La “retromarcia” è arrivata a pochi giorni da Venezia-Salernitana, prima giornata del campionato di serie B ormai alle porte. Gli ultras arancioneroverdi hanno sotterrato l’ascia di guerra e sabato sera, al Penzo, saranno al loro posto, al fianco della squadra di Pippo Inzaghi. Non era scontato.
Niente “festa” di compleanno
Sì, perché fin dal giorno della presentazione ufficiale delle nuove maglie la presa di posizione della Curva Sud Venezia Mestre era stata fortissima. Il motivo? Storico.

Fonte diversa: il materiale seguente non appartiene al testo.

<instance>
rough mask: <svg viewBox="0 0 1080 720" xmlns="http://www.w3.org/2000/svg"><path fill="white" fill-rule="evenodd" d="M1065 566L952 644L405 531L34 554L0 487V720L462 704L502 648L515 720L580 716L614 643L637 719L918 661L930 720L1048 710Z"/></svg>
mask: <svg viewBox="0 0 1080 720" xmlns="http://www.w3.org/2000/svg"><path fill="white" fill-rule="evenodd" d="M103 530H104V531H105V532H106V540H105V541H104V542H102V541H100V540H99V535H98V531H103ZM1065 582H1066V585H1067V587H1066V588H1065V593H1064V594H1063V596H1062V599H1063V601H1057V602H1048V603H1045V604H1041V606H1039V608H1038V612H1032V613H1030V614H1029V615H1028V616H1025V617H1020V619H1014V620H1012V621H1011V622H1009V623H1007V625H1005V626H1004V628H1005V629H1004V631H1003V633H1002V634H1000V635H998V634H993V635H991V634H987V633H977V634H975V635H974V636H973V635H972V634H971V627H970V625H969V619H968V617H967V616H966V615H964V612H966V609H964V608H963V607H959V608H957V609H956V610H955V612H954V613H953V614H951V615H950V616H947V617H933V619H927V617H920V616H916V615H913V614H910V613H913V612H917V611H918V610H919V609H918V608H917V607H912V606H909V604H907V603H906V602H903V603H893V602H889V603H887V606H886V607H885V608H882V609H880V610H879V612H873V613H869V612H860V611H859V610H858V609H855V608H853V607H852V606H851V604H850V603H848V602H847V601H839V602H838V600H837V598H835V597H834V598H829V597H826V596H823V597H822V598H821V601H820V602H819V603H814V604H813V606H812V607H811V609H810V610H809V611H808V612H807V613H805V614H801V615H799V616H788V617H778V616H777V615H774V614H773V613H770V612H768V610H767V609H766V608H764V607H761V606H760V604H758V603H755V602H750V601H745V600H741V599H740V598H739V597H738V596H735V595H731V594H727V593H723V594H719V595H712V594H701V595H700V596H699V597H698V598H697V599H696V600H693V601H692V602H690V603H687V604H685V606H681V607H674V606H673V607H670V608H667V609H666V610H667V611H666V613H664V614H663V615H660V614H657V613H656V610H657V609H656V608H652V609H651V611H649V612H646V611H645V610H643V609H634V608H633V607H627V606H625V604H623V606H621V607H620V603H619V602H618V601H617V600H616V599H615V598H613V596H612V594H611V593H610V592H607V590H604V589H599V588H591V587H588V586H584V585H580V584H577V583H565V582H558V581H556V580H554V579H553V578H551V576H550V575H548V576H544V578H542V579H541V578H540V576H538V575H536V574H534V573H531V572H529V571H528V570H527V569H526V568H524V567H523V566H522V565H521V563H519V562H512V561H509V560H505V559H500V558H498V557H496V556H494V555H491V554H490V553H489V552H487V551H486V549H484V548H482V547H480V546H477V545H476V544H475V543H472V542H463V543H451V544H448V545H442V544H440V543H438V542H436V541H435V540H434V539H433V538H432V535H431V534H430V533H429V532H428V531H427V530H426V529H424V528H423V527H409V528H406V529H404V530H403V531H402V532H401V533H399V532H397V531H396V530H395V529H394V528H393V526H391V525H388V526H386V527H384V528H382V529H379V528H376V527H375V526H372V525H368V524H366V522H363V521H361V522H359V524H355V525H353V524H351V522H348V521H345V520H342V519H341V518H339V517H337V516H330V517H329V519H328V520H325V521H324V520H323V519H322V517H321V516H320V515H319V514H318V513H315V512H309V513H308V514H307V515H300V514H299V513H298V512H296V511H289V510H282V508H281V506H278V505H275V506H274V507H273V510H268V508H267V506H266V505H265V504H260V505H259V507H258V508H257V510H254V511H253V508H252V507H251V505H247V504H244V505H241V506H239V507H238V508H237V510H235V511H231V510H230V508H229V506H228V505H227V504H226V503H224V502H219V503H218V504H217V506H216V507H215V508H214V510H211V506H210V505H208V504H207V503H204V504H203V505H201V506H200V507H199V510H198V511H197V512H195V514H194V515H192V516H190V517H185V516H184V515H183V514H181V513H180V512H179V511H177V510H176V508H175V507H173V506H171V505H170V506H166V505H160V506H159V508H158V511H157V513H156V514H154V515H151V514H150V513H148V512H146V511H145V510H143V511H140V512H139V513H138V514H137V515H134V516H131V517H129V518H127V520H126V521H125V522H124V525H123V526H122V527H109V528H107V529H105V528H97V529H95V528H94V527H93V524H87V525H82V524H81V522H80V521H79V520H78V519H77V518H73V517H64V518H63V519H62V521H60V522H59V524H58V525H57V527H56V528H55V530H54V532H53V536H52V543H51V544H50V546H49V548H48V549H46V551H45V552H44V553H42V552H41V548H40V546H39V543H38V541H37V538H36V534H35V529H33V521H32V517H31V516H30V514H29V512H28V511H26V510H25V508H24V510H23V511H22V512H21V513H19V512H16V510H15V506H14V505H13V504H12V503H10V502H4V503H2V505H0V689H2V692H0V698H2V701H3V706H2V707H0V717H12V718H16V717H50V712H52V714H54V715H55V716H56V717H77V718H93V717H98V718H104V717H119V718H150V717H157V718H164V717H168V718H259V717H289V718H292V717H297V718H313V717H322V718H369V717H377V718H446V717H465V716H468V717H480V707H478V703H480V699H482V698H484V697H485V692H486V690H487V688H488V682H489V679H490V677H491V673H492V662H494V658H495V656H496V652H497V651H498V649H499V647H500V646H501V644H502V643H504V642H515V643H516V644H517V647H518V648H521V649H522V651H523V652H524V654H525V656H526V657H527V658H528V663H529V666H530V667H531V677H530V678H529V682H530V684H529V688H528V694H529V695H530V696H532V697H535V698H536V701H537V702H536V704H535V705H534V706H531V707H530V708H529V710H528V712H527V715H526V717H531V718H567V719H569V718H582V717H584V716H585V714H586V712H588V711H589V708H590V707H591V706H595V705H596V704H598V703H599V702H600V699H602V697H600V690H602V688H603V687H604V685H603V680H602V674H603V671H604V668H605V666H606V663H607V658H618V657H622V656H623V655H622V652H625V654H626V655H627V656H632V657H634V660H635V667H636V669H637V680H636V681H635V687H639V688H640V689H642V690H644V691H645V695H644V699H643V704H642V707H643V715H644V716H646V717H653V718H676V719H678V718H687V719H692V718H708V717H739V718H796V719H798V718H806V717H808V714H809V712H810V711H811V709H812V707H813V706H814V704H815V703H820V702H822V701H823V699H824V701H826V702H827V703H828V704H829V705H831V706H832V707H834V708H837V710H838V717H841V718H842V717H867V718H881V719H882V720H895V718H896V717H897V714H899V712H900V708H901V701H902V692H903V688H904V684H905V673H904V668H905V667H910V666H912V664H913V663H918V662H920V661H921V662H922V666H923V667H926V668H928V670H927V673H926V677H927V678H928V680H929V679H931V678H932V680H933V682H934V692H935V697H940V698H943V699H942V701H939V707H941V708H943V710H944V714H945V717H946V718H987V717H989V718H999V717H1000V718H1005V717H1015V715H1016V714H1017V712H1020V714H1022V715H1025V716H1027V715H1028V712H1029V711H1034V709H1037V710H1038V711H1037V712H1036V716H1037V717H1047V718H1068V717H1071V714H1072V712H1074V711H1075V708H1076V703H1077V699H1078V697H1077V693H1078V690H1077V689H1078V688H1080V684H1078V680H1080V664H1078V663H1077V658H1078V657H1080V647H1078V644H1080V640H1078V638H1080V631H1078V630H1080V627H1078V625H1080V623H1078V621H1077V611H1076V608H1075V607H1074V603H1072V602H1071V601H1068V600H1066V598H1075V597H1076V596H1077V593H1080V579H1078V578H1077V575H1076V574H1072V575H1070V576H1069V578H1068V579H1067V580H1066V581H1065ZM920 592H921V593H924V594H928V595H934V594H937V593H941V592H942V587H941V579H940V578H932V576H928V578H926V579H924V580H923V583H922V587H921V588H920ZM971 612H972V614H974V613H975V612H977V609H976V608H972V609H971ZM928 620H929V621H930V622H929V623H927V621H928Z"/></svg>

Sulle divise da gara, infatti, la società del presidente Joe Tacopina aveva inserito un “110”, ben presto diventato il numero della discordia, tanto da far infuriare la torcida. L’intenzione del club era celebrare, appunto, l’anniversario dell’antica fondazione del Venezia FC 1907, un tempo acerrima rivale dell’Unione Mestrina 1929.
La protesta
L’alba della gestione di Maurizio Zamparini, nel 1987, fece scorrere i titoli di coda sul derby con la fusione delle due società. E con il “nuovo” Venezia Mestre, in un mix di colori arancioneroverde, nacque anche il movimento ultras dell’Unione, che in quest’estate ha urlato al «falso storico», contestando aspramente la scelta della dirigenza lagunare e arrivando persino a disertare la Curva Sud dello stadio Penzo in occasione del match d’esordio di Coppa Italia contro il Pordenone.
La riconciliazione
Giorni tesi, di muro contro muro, prima della distensione. Sancita da un recente comunicato dei supporters: scuse formali al patron statunitense, messaggi di riconciliazione e pubblico invito all’intera tifoseria a sottoscrivere l’abbonamento per un campionato che segna il ritorno del Venezia nella serie cadetta.